The crepe-paper poppies are handed out each year in advance of Veterans Day by the American Legion Auxiliary — comprised of the wives and daughters of war veterans — as one of the organization’s main fundraisers. Covington Auxiliary Unit 32 will be handing out poppies from 10 a.m. to 4 p.m., Saturday, Nov. 9 at the Kroger on U.S. Highway 278 and at the Walmart on Industrial Boulevard. Marcia Floyd, chairwoman of the poppy project, said the poppies are available for free to all, but the group does accept donations.

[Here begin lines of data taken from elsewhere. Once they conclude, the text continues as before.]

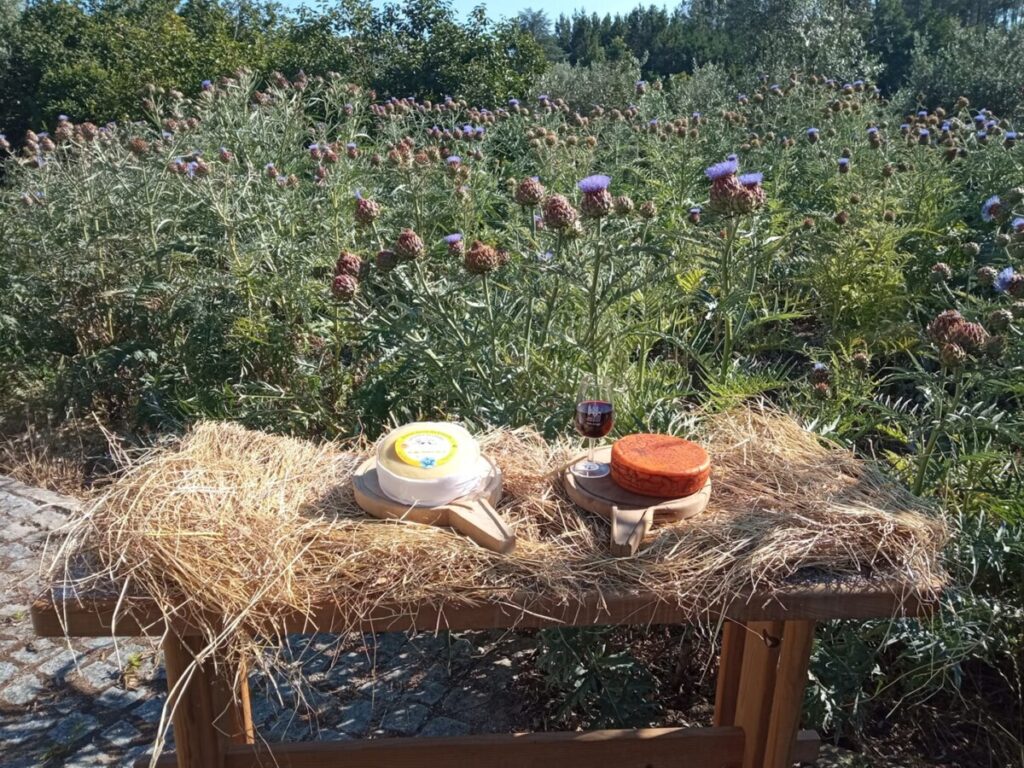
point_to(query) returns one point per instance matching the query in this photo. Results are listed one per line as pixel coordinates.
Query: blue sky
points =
(553, 8)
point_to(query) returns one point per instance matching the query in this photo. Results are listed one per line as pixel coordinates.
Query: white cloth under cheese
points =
(428, 464)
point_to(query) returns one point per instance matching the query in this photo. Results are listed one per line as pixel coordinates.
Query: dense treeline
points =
(91, 58)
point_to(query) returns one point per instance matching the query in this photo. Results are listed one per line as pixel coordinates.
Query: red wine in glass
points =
(594, 418)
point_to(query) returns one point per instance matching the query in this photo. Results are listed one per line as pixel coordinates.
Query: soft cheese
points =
(429, 464)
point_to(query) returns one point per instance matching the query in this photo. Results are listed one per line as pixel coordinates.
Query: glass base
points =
(587, 468)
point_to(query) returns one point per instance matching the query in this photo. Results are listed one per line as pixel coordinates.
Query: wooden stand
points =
(631, 515)
(473, 515)
(766, 646)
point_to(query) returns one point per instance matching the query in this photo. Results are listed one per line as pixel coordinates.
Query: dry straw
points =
(247, 524)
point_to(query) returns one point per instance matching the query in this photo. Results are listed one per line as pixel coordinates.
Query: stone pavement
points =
(95, 704)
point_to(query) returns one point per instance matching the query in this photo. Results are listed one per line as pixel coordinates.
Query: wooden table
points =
(766, 646)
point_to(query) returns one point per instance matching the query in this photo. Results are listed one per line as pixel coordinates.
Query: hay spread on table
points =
(249, 524)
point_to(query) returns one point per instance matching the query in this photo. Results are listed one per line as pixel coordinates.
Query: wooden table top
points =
(66, 612)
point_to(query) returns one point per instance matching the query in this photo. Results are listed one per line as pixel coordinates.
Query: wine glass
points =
(594, 418)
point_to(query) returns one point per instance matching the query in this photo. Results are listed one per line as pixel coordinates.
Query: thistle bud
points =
(367, 210)
(940, 329)
(971, 337)
(941, 272)
(481, 258)
(409, 246)
(455, 243)
(819, 373)
(348, 263)
(344, 287)
(558, 213)
(529, 193)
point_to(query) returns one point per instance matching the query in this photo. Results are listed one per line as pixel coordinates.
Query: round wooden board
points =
(600, 495)
(370, 497)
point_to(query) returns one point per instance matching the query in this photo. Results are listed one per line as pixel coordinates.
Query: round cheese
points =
(429, 464)
(659, 465)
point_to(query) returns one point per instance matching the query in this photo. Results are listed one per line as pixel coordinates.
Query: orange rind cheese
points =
(659, 465)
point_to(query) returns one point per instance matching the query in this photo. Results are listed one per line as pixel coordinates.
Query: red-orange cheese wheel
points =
(659, 465)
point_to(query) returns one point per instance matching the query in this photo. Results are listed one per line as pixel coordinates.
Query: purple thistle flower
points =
(721, 170)
(1004, 279)
(594, 184)
(991, 208)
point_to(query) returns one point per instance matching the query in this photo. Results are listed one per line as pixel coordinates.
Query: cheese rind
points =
(429, 464)
(659, 465)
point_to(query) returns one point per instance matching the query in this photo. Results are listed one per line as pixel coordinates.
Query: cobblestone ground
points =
(96, 704)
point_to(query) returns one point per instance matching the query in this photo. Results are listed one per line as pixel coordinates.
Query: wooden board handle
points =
(480, 521)
(629, 526)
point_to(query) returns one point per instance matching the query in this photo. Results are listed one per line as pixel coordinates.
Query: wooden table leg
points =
(730, 662)
(757, 687)
(212, 708)
(787, 704)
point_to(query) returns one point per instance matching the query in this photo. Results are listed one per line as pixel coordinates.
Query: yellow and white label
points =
(426, 449)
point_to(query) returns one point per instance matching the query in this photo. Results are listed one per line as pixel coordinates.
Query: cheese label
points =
(426, 449)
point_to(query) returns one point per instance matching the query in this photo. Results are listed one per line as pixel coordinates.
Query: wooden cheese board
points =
(473, 515)
(630, 514)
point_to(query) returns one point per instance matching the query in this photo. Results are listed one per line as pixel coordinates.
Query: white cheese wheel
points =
(428, 464)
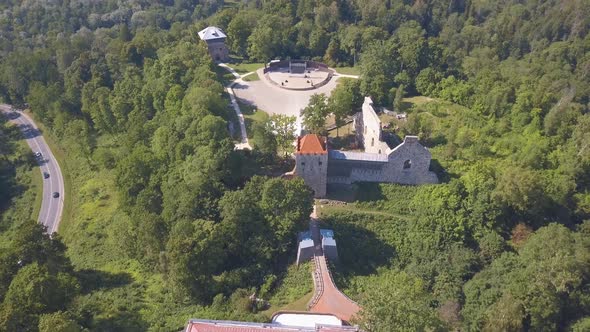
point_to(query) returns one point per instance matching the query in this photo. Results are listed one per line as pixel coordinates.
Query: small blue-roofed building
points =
(215, 39)
(306, 248)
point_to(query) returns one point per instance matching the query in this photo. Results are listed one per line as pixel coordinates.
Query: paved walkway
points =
(244, 144)
(327, 297)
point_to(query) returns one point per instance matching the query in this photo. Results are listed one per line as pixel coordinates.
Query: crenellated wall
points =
(408, 163)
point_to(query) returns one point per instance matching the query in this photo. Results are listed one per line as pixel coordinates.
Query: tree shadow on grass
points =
(92, 280)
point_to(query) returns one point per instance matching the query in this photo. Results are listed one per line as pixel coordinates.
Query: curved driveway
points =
(51, 208)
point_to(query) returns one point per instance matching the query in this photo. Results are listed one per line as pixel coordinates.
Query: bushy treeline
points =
(141, 103)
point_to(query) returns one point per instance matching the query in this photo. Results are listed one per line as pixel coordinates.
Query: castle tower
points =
(311, 163)
(215, 39)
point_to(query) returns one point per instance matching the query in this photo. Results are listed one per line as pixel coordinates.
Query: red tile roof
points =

The Auxiliary normally raises $1,000 each year and spends it on veterans and children, Floyd said, including sending students to Girls State — an Auxiliary project that teaches young women about the workings of state government — and donating to the USO (United Service Organizations) and Fisher House Foundation, which provides free or low-cost lodging to veterans and military families. The Auxiliary is also a big supporter of the Georgia War Veterans Home in Milledgeville, including hosting bi-annual bingo events and buying Christmas gifts for veterans to give to their families, Floyd said. The tradition of using red poppies in remembrance of fallen veterans was actually started after World War I by Moina Michael of Good Hope, Ga., in Walton County. The red poppy is based on the famous war poem "In Flanders Fields," written by Canadian Lt. Col. John McCrae, who described the phenomenon of red poppies growing between white memorial crosses on barren fields previously destroyed by mustard gas, Floyd said. The paper poppies are made by disabled veterans, as they have been for years, to provide a source of income for the veterans, Floyd said.